These paintings are revenge fantasies, plain and simple… In this group of paintings I enact over-the-top revenge on the people and places that have hurt me most.
(Andrea Joyce Heimer)
Gaa is pleased to present Served cold, a new body of paintings by Andrea Joyce Heimer. While these works demonstrate Heimer’s dedication to exploring the theme of loneliness and the range of emotions that accompany this experience, they place a distinct focus on one emotion in particular: anger. Completed within the last six months, these ‘revenge fantasies’ confront painful realities and provide a physical conduit for allegorical anger, wrath, retribution, and revenge. Served Cold represents Heimer’s first solo exhibition with Gaa.
Functioning as visual memoirs, Heimer’s paintings explore the ‘origin story’ of an individual moment as it is mythically reimagined across her teeming compositions. Influenced by the ambiguity surrounding her own origin and closed adoption, Heimer utilizes her narrative-based painting practice as an outlet to process emotion, a method to unpack trauma, and a space to interpret her own story. The panoramic memories embedded within the resulting works in Served Cold span across her childhood, adolescence, and adulthood, addressing the anger evoked by particular people, places, and circumstances.

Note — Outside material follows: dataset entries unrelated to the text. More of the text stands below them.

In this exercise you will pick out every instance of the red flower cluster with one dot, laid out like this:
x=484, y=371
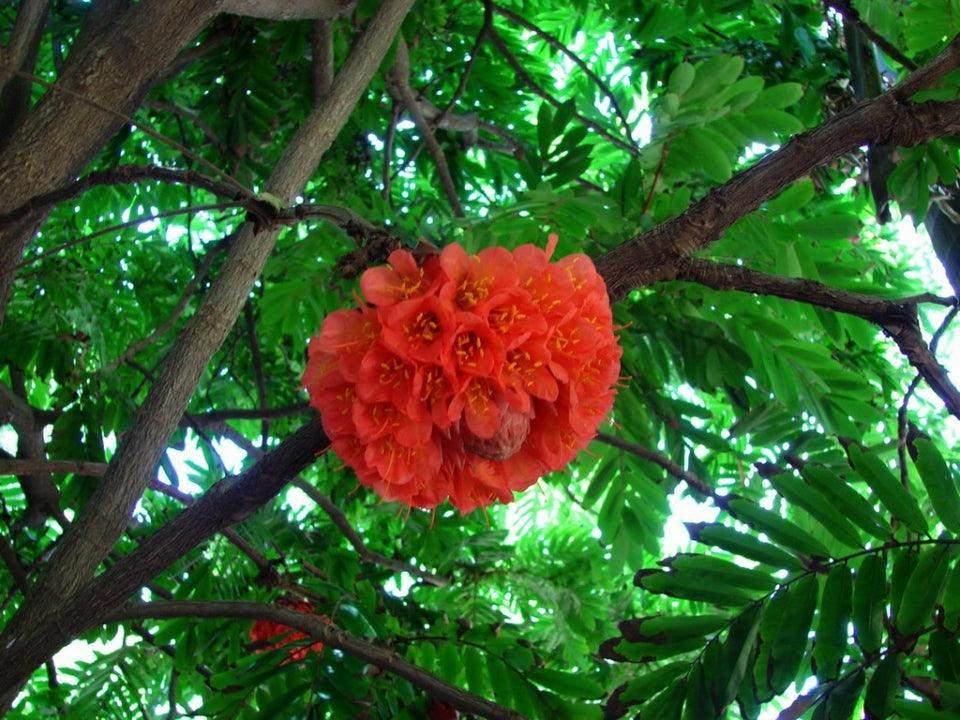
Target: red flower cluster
x=263, y=631
x=468, y=377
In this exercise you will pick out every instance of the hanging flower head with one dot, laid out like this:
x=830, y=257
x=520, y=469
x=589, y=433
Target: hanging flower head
x=466, y=377
x=264, y=631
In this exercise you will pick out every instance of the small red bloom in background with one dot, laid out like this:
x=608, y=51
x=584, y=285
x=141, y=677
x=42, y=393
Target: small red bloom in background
x=468, y=377
x=263, y=631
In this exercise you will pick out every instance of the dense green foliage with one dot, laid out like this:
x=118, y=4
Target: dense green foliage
x=820, y=560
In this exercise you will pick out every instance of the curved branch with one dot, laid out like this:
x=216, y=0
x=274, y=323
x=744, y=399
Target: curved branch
x=886, y=119
x=330, y=635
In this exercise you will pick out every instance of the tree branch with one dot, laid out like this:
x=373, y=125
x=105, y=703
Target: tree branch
x=657, y=458
x=553, y=42
x=540, y=91
x=96, y=528
x=886, y=119
x=898, y=319
x=849, y=14
x=400, y=76
x=353, y=537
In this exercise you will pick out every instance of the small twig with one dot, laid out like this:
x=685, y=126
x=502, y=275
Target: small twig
x=850, y=14
x=114, y=228
x=353, y=537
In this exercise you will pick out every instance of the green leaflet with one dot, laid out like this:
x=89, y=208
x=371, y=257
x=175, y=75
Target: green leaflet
x=835, y=607
x=691, y=588
x=912, y=710
x=648, y=684
x=742, y=544
x=667, y=628
x=840, y=702
x=780, y=530
x=882, y=688
x=869, y=600
x=923, y=589
x=714, y=570
x=847, y=501
x=888, y=488
x=783, y=635
x=796, y=492
x=940, y=484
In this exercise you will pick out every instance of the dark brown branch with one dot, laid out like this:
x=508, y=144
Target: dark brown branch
x=898, y=319
x=400, y=77
x=353, y=537
x=541, y=92
x=257, y=359
x=330, y=635
x=660, y=459
x=887, y=119
x=849, y=14
x=553, y=42
x=125, y=174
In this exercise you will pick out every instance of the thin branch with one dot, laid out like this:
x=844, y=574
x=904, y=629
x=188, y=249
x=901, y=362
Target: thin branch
x=97, y=526
x=323, y=69
x=849, y=14
x=353, y=537
x=557, y=45
x=660, y=459
x=540, y=91
x=898, y=319
x=400, y=75
x=886, y=119
x=331, y=636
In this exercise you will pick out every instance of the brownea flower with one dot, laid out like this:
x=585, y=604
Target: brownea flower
x=466, y=377
x=264, y=631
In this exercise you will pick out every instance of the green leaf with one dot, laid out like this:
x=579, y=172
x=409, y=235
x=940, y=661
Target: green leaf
x=888, y=488
x=681, y=78
x=951, y=600
x=567, y=684
x=671, y=628
x=923, y=590
x=796, y=492
x=940, y=484
x=714, y=570
x=835, y=607
x=646, y=685
x=778, y=529
x=842, y=699
x=742, y=544
x=882, y=688
x=690, y=588
x=869, y=601
x=847, y=500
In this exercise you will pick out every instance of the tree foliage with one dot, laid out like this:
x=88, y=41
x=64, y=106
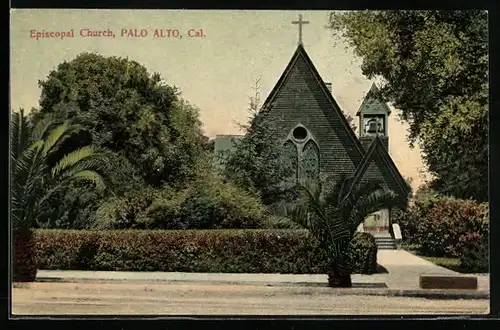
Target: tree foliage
x=257, y=163
x=333, y=216
x=125, y=109
x=154, y=137
x=434, y=65
x=33, y=179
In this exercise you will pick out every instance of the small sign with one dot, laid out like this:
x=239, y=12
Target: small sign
x=397, y=231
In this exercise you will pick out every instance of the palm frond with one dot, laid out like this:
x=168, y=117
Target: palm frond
x=42, y=127
x=91, y=155
x=91, y=176
x=20, y=134
x=55, y=136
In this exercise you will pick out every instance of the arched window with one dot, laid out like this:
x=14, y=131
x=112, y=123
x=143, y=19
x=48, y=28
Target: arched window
x=302, y=153
x=291, y=160
x=310, y=163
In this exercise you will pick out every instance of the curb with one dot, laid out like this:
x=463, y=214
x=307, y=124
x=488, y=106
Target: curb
x=435, y=294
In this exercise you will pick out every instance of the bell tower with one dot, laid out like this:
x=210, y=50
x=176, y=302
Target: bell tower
x=373, y=119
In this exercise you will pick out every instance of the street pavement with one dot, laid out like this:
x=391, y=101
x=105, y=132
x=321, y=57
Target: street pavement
x=159, y=293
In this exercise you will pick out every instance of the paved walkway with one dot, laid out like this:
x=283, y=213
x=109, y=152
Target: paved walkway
x=404, y=270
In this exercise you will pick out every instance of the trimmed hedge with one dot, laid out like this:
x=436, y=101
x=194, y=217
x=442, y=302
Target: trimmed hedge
x=224, y=251
x=437, y=224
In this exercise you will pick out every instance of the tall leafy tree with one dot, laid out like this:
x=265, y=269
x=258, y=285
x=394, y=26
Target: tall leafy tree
x=34, y=180
x=153, y=135
x=129, y=111
x=256, y=163
x=434, y=66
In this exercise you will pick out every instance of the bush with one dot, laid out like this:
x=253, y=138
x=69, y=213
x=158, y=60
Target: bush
x=214, y=204
x=363, y=253
x=122, y=212
x=475, y=254
x=225, y=251
x=436, y=224
x=206, y=204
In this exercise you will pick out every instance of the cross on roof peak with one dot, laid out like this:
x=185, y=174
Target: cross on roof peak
x=300, y=22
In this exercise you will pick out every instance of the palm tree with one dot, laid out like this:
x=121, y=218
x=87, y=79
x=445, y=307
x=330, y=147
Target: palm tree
x=33, y=180
x=333, y=218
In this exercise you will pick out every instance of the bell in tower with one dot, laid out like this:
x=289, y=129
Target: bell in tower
x=373, y=114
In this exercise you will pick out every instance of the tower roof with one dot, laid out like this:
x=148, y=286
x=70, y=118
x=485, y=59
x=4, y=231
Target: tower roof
x=378, y=156
x=373, y=104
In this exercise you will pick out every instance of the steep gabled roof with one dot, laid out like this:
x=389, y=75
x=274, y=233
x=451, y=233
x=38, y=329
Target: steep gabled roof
x=377, y=148
x=300, y=53
x=373, y=102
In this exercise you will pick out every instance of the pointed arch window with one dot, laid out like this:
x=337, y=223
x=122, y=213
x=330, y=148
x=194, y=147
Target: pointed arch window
x=302, y=153
x=291, y=160
x=310, y=163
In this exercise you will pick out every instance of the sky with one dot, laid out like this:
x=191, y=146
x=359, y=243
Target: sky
x=215, y=64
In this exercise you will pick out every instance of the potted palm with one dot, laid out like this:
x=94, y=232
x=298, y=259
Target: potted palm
x=333, y=217
x=33, y=180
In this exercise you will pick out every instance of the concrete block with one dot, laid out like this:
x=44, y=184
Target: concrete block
x=448, y=282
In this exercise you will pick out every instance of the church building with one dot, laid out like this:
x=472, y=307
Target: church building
x=320, y=142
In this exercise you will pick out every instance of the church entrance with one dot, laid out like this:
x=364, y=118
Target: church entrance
x=377, y=222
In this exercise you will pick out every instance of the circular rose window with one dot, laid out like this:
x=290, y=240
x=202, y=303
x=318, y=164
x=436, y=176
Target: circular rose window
x=300, y=133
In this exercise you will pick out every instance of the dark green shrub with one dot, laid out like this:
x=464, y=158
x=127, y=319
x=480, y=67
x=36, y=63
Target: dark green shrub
x=475, y=253
x=213, y=203
x=225, y=251
x=363, y=253
x=436, y=223
x=122, y=212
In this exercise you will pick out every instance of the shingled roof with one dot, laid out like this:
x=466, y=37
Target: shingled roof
x=301, y=54
x=377, y=154
x=372, y=102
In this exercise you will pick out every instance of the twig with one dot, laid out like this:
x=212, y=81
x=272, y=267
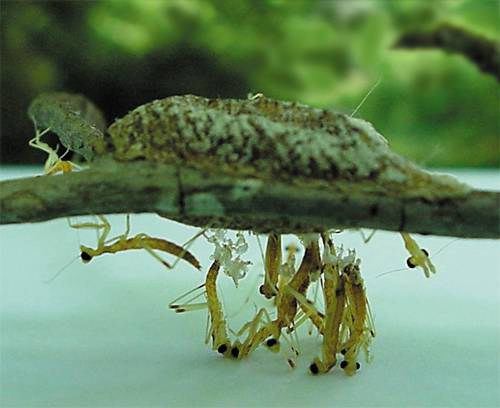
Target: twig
x=208, y=196
x=217, y=200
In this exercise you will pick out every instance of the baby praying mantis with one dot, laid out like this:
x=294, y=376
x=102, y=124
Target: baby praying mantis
x=418, y=257
x=124, y=243
x=53, y=164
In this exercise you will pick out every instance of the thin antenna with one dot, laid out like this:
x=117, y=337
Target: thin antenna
x=50, y=280
x=366, y=96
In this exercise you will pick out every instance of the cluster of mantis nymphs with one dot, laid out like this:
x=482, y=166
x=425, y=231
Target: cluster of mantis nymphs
x=342, y=317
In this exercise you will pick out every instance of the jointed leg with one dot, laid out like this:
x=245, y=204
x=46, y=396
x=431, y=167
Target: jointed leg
x=271, y=265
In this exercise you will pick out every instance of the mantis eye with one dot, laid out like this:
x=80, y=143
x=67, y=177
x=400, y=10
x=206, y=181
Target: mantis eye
x=410, y=263
x=235, y=352
x=222, y=348
x=314, y=368
x=85, y=257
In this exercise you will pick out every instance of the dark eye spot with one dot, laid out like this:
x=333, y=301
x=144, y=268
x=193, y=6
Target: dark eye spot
x=410, y=263
x=235, y=352
x=271, y=342
x=314, y=368
x=85, y=257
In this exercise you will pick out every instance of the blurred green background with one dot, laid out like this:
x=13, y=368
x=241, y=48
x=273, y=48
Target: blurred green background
x=433, y=107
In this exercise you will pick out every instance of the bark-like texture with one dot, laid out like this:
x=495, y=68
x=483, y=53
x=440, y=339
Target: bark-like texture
x=195, y=198
x=481, y=51
x=179, y=189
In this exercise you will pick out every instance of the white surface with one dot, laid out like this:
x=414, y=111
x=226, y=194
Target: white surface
x=101, y=334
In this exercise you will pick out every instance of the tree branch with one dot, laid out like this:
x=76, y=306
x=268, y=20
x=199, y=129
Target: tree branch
x=482, y=52
x=193, y=197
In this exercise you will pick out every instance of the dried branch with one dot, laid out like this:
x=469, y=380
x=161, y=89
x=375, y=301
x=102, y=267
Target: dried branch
x=217, y=200
x=481, y=51
x=208, y=196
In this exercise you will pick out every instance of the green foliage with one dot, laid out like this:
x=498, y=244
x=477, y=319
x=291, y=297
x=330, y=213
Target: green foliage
x=433, y=107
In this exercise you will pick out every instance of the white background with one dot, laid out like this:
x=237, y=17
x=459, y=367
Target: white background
x=102, y=335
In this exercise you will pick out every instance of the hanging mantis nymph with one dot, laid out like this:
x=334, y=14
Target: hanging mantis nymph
x=263, y=141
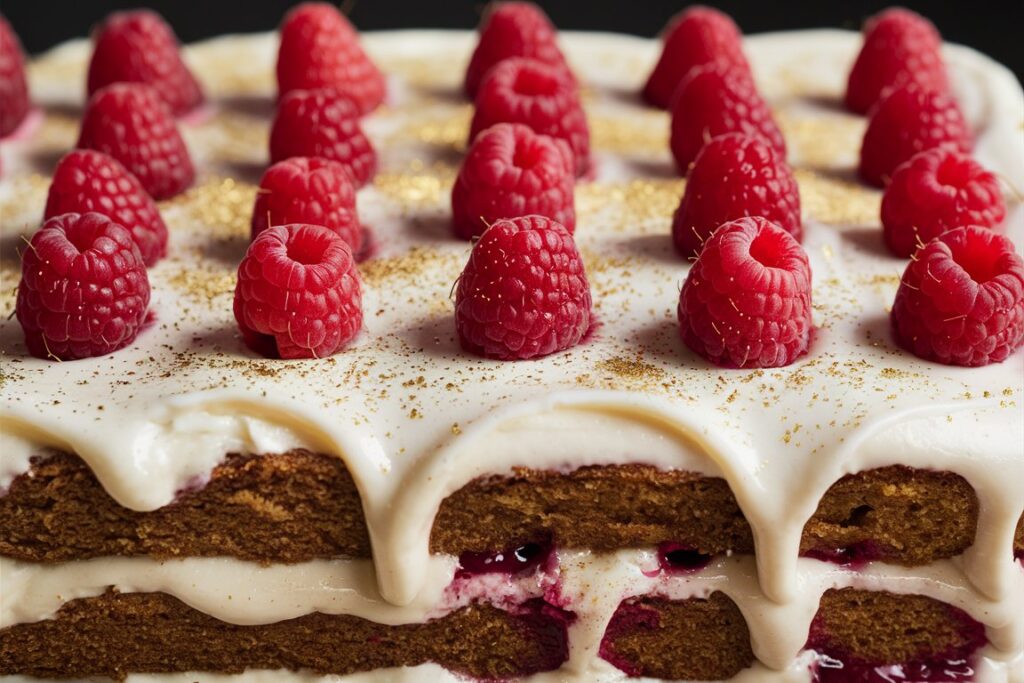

Ironically, but perhaps indicatively, the purpose of these ‘revenge fantasies’ does not involve any form of valid threat; rather, these works pave a path of psychological admonition through which Heimer achieves her vengeance. Certain spectacles of retaliation involve Heimer’s direct participation, as demonstrated in You were the coldest person I tried to love and the worst part is you think that coldness makes you interesting. I now feed you to an ice monster, an act you accept without struggle because you are too cool to care. Afterwards, I briefly think about how bad you were in bed., which depicts the artist enacting over-the-top revenge on her emotionally frozen ex, whom she feeds to an ice monster in an arctic sea. Others, such as The kitchen where I was told I was adopted just sat there, being a kitchen, as my life turned upside down. At least it could have had the decency to self destruct. devote importance to time and place, ruminating on the ways in which prolonged memory can intensify, proliferate, and transform into intensely personal myth over time.
Through her contemporary interpretation of narrative painting, Heimer creates and records her own history with the distinctive use of stylized symbols and iconography. Informed by the black- and red-figure techniques of Greek vase-painting, the narrative quality of Egyptian wall friezes, and the sumptuous flatness of Medieval paintings, tapestries, and illuminated manuscripts, Heimer forgoes traditional notions of perspective and depth to imbue a sense of presence and immediacy within these stories. The diaristic titles introduce another avenue for meaning and understanding, didactically recounting the events portrayed and thus forming a thread of connectivity between Heimer and the viewer.
As such, Heimer creates the direct antithesis to the loneliness she so painstakingly unpacks and explores – paintings which, through their insistence upon history, memory, and narrative, prevent anyone from feeling truly alone in their presence.